Application Scenarios

  • Put command to upload files: Suitable for source file uploads and requires SQL for conversion. It is recommended to use SQL to convert or handle abnormal data during the upload process. Supports CSV, PARQUET, ORC.
  • Lakehouse Studio page: Suitable for users who need to upload small data files, supports CSV, PARQUET, AVRO, ORC, TEXT formats, but does not include compressed file formats. It is recommended to decompress locally before uploading.
  • Jdbc client: Only supports CSV file format, does not support compressed files, suitable for quick processing and automated data import tasks. In versions after JDBC 2.0.0, the local COPY command has been deprecated. We recommend using the PUT method to upload data to the volume, and then using the server-side COPY command for import.

Use Cases

Upload data using the PUT command

Lakehouse currently has some Internal Volume built-in to store files. Internal Volume currently supports two object types: USER VOLUME and TABLE VOLUME. We use the Put command to upload files to the Internal Volume and then use the COPY command to import the Volume data into the table.

Prerequisites

  • Command line tool installed. Alternatively, you can use open-source tools like DBeaver, SQL Workbench/J to execute the command.
  • INSERT permission on the target table.
  1. Execute the PUT command in the command line to upload the file to the TABLE VOLUME.
--Upload file to the root directory of user volume
PUT '/Users/Downloads/data.csv' TO TABLE VOLUME t_copy_from_volume FILE 'data.csv';
  1. Use the COPY INTO command to import file data into the target table
COPY INTO t_copy_from_volume FROM TABLE VOLUME t_copy_from_volume(id int, name string)  USING csv  
OPTIONS(
        'header'='true',
        'lineSep'='\n'
)
FILES ('data.csv')
--Delete files in the volume to save storage
PURGE=TRUE;
;

Upload Using Lakehouse Studio Page

Usage Restrictions

  • File Format Restrictions: Complex types such as ARRAY, MAP, STRUCT, JSON, INTERVAL are not supported. For complex type data, it is recommended to map using STRING type and convert through Lakehouse SQL functions.

  • File Size Restrictions: The maximum size of a single file supported by the Lakehouse Studio page and Jdbc client is 2GB.

  • COPY Command Restrictions: The COPY command cannot be used to upload local files on the Studio page. This command requires specifying the local file path, which the Studio page cannot access. In data management, the top area also provides an "Upload" function, which supports uploading local files to the Singdata Lakehouse platform.

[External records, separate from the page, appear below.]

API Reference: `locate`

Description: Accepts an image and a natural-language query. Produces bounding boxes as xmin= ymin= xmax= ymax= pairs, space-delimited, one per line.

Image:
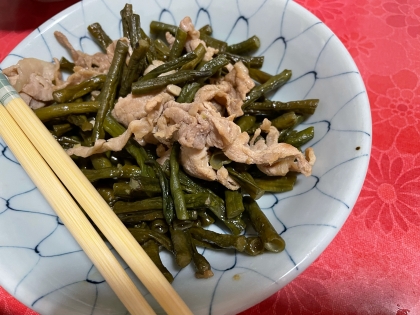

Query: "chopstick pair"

xmin=0 ymin=71 xmax=192 ymax=315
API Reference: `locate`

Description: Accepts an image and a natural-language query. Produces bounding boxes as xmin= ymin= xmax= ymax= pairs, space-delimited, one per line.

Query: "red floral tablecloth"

xmin=0 ymin=0 xmax=420 ymax=315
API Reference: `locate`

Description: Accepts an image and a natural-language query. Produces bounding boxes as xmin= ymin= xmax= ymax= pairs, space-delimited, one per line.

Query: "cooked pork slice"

xmin=217 ymin=166 xmax=240 ymax=190
xmin=112 ymin=92 xmax=174 ymax=127
xmin=3 ymin=58 xmax=59 ymax=102
xmin=54 ymin=31 xmax=112 ymax=73
xmin=156 ymin=144 xmax=172 ymax=165
xmin=194 ymin=62 xmax=255 ymax=117
xmin=224 ymin=132 xmax=312 ymax=176
xmin=181 ymin=146 xmax=239 ymax=190
xmin=181 ymin=146 xmax=217 ymax=181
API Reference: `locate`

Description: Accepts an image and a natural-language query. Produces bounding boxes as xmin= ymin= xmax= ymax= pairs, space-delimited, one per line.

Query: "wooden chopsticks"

xmin=0 ymin=71 xmax=192 ymax=315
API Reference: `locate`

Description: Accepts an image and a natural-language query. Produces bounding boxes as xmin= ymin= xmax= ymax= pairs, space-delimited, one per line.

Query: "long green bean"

xmin=169 ymin=142 xmax=188 ymax=220
xmin=131 ymin=70 xmax=212 ymax=95
xmin=88 ymin=23 xmax=112 ymax=51
xmin=242 ymin=69 xmax=292 ymax=109
xmin=140 ymin=52 xmax=197 ymax=82
xmin=119 ymin=39 xmax=149 ymax=97
xmin=168 ymin=28 xmax=188 ymax=60
xmin=91 ymin=40 xmax=128 ymax=144
xmin=53 ymin=74 xmax=106 ymax=103
xmin=34 ymin=101 xmax=100 ymax=122
xmin=141 ymin=240 xmax=174 ymax=283
xmin=244 ymin=196 xmax=285 ymax=253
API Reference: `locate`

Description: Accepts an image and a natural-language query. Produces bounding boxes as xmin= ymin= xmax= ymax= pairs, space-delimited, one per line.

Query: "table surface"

xmin=0 ymin=0 xmax=420 ymax=315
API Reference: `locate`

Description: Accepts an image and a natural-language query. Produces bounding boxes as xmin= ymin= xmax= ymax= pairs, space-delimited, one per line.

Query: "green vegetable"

xmin=244 ymin=196 xmax=285 ymax=253
xmin=119 ymin=39 xmax=149 ymax=97
xmin=91 ymin=40 xmax=128 ymax=144
xmin=34 ymin=101 xmax=100 ymax=122
xmin=141 ymin=240 xmax=174 ymax=283
xmin=225 ymin=190 xmax=245 ymax=219
xmin=131 ymin=70 xmax=212 ymax=94
xmin=169 ymin=142 xmax=188 ymax=220
xmin=242 ymin=70 xmax=292 ymax=109
xmin=53 ymin=74 xmax=106 ymax=103
xmin=168 ymin=28 xmax=188 ymax=60
xmin=88 ymin=23 xmax=112 ymax=51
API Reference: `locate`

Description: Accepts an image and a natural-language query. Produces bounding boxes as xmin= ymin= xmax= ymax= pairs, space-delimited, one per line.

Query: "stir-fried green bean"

xmin=169 ymin=227 xmax=192 ymax=268
xmin=168 ymin=28 xmax=188 ymax=60
xmin=200 ymin=32 xmax=228 ymax=52
xmin=140 ymin=52 xmax=197 ymax=82
xmin=225 ymin=190 xmax=244 ymax=219
xmin=141 ymin=240 xmax=174 ymax=283
xmin=53 ymin=74 xmax=106 ymax=103
xmin=221 ymin=52 xmax=264 ymax=68
xmin=242 ymin=69 xmax=292 ymax=109
xmin=88 ymin=23 xmax=112 ymax=51
xmin=82 ymin=165 xmax=141 ymax=182
xmin=284 ymin=126 xmax=315 ymax=148
xmin=227 ymin=167 xmax=265 ymax=199
xmin=91 ymin=40 xmax=128 ymax=143
xmin=119 ymin=39 xmax=149 ymax=97
xmin=244 ymin=197 xmax=285 ymax=253
xmin=169 ymin=143 xmax=188 ymax=220
xmin=149 ymin=219 xmax=169 ymax=234
xmin=34 ymin=101 xmax=100 ymax=122
xmin=181 ymin=43 xmax=206 ymax=70
xmin=189 ymin=227 xmax=246 ymax=252
xmin=189 ymin=235 xmax=214 ymax=279
xmin=271 ymin=112 xmax=298 ymax=130
xmin=150 ymin=21 xmax=178 ymax=35
xmin=248 ymin=68 xmax=272 ymax=84
xmin=128 ymin=228 xmax=173 ymax=251
xmin=131 ymin=70 xmax=212 ymax=94
xmin=53 ymin=123 xmax=73 ymax=137
xmin=176 ymin=82 xmax=201 ymax=103
xmin=21 ymin=4 xmax=319 ymax=282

Click the "Upload" button to easily load data from local files to the Singdata Lakehouse platform. It supports csv and txt formats, and the total size of uploaded files cannot exceed 2GB.

Format Description

  • Encountering Errors: How to handle error scenarios such as abnormal data in data rows.

  • Column Separator: The separator between columns, only a single character is allowed. For csv files, the default is a comma.

  • Line Break: Set the handling method for line breaks, Windows system uses \r\n, Linux, and MAC systems use \n.

  • Ignore Header: Whether to include the header in the uploaded file.

  • Null Value Representation: Specify the representation of null values in the file.

  • Cluster: Data upload can only be performed after selecting a cluster.

  • Data Write Method:

    • Append Write: Directly append without processing historical data.
    • Clear and Write: Clear historical data in the table first, then write data.